Ada Aguiar – Em relação à pulverização aérea de agrotóxicos, pesquisas realizadas pela Universidade Federal de Mato Grosso, região em que esse tipo de pulverização ocorre rotineiramente, comprovaram que os agrotóxicos oriundos dessa forma de aplicação estavam presentes inclusive na água da chuva, como consequência da deriva da pulverização aérea, em uma área onde havia monocultivo de soja (PIGNATI, MACHADO, CABRAL, 2007). Essa forma de pulverização é responsável por um grave processo de contaminação ambiental, pois – como já dito anteriormente –, enquanto apenas 32% das substâncias aplicadas permanecem nas plantas, 19% se disseminam pelo ar, atingindo as áreas que estão ao redor das plantações, e 49% ficam retidas no solo, de acordo com informações disponibilizadas pela Embrapa (PIGNATI, MACHADO, CABRAL, 2007).

Búrigo et al. (2015) relatam um acidente que envolveu a pulverização aérea de agrotóxicos, com repercussões graves, acontecido em 2013, no município de Rio Verde (GO), responsável por contaminar uma escola e provocar efeitos agudos em crianças, professores e servidores. A longo prazo, é possível e, infelizmente, esperado, que esse crime também ocasione efeitos crônicos nas vítimas dessa intoxicação.

No Ceará, e em alguns outros estados brasileiros, existem iniciativas de mandatos legislativos estaduais que propõem projetos de lei com o objetivo de proibir a pulverização aérea de agrotóxicos.
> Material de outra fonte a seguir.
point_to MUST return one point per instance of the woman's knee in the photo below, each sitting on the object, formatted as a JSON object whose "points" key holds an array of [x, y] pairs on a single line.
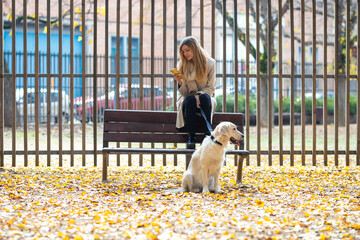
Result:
{"points": [[190, 100], [205, 100]]}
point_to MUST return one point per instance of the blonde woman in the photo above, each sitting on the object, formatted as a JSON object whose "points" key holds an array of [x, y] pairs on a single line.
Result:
{"points": [[196, 85]]}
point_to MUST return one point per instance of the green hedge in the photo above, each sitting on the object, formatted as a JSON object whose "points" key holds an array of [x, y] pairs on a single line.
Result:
{"points": [[241, 103]]}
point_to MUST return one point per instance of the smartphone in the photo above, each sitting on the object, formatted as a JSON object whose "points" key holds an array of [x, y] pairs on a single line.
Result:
{"points": [[175, 71]]}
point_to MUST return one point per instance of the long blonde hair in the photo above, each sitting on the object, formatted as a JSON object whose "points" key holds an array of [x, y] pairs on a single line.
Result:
{"points": [[199, 59]]}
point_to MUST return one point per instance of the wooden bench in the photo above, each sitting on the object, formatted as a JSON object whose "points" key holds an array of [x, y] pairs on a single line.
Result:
{"points": [[158, 127]]}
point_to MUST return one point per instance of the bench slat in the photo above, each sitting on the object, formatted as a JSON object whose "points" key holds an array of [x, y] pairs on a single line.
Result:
{"points": [[168, 117], [139, 127], [148, 137], [139, 116], [166, 150]]}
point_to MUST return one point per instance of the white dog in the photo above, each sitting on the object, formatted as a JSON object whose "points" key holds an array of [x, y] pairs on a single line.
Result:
{"points": [[205, 165]]}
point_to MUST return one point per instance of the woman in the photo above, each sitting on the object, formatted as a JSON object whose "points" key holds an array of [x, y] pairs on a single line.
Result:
{"points": [[196, 83]]}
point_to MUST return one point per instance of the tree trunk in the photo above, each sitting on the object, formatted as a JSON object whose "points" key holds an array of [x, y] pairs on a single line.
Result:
{"points": [[342, 66], [264, 102], [8, 100]]}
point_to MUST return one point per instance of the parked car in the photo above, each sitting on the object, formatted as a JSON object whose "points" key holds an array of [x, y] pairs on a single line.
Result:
{"points": [[54, 101], [123, 101]]}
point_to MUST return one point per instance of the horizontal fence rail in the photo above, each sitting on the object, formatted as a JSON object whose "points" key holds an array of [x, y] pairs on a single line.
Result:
{"points": [[290, 66]]}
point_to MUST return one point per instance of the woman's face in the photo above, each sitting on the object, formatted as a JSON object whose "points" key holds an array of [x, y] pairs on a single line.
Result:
{"points": [[188, 52]]}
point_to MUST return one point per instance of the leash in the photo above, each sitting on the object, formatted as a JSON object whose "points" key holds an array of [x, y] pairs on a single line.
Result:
{"points": [[209, 127]]}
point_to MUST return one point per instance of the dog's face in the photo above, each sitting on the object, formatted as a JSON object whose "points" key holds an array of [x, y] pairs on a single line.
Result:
{"points": [[228, 132]]}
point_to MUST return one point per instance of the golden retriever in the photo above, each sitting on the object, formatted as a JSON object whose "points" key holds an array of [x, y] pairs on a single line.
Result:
{"points": [[205, 165]]}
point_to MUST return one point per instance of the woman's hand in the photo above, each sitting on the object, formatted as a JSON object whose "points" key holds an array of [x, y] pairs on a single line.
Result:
{"points": [[197, 101], [178, 77]]}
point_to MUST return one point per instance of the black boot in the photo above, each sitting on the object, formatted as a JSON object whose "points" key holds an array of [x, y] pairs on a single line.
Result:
{"points": [[191, 142]]}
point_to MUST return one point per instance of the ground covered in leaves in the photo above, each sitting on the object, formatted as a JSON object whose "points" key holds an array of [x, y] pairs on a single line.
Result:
{"points": [[279, 203]]}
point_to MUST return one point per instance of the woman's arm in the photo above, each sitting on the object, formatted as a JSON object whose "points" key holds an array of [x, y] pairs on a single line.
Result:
{"points": [[209, 88]]}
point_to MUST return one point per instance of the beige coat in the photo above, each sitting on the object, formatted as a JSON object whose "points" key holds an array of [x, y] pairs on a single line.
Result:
{"points": [[192, 87]]}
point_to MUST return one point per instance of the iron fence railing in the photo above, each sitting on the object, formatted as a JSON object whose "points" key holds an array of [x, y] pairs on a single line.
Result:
{"points": [[48, 80]]}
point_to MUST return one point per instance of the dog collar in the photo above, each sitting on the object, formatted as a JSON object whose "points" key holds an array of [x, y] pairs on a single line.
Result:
{"points": [[215, 141]]}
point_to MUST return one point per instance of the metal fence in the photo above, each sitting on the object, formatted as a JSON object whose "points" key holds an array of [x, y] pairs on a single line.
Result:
{"points": [[83, 77]]}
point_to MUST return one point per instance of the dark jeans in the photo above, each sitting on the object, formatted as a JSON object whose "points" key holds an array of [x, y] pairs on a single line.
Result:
{"points": [[190, 110]]}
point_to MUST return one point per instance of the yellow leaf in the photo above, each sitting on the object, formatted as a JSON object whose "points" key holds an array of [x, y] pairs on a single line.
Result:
{"points": [[155, 224], [21, 225], [355, 226], [322, 236]]}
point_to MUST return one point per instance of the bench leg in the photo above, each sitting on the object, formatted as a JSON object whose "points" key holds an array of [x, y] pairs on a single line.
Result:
{"points": [[105, 163], [188, 159], [239, 171]]}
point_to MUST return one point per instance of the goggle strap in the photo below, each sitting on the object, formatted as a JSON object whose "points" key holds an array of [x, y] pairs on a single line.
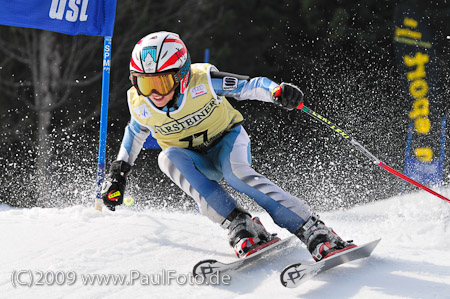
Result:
{"points": [[183, 71]]}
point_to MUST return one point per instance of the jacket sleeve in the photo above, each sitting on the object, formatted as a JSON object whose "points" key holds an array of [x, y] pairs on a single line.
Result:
{"points": [[241, 87], [132, 142]]}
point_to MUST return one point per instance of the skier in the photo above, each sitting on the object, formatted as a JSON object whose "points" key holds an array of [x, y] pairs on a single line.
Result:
{"points": [[183, 106]]}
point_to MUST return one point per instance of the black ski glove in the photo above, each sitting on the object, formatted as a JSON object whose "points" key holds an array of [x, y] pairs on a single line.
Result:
{"points": [[113, 188], [288, 96]]}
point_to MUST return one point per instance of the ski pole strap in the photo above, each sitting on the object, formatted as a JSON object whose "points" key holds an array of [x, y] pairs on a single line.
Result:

Essas iniciativas, entretanto, esbarram em muitos empecilhos em suas respectivas localidades, principalmente devido ao poder da bancada ruralista atualmente na política brasileira.

IHU On-Line – Deseja acrescentar algo?

Ada Aguiar – São muitas as evidências científicas, tanto em âmbito nacional como internacional, a respeito dos efeitos negativos à saúde humana causados pelos agrotóxicos. No Brasil, diversos grupos acadêmicos e científicos, em parceria com movimentos sociais e comunidades, constroem espaços com a Campanha Nacional contra os Agrotóxicos e pela Vida. Com a intensificação desse debate na população brasileira, principalmente por conta do “Pacote do Veneno”, diversos órgãos e instituições têm manifestado publicamente os motivos pelos quais desaprovam esse projeto de lei, por considerá-lo um perigo à saúde da população brasileira. Dessa forma, o momento exige que a população esteja unida e consiga reivindicar a garantia do direito à saúde, conforme conquistamos na Constituição de 1988.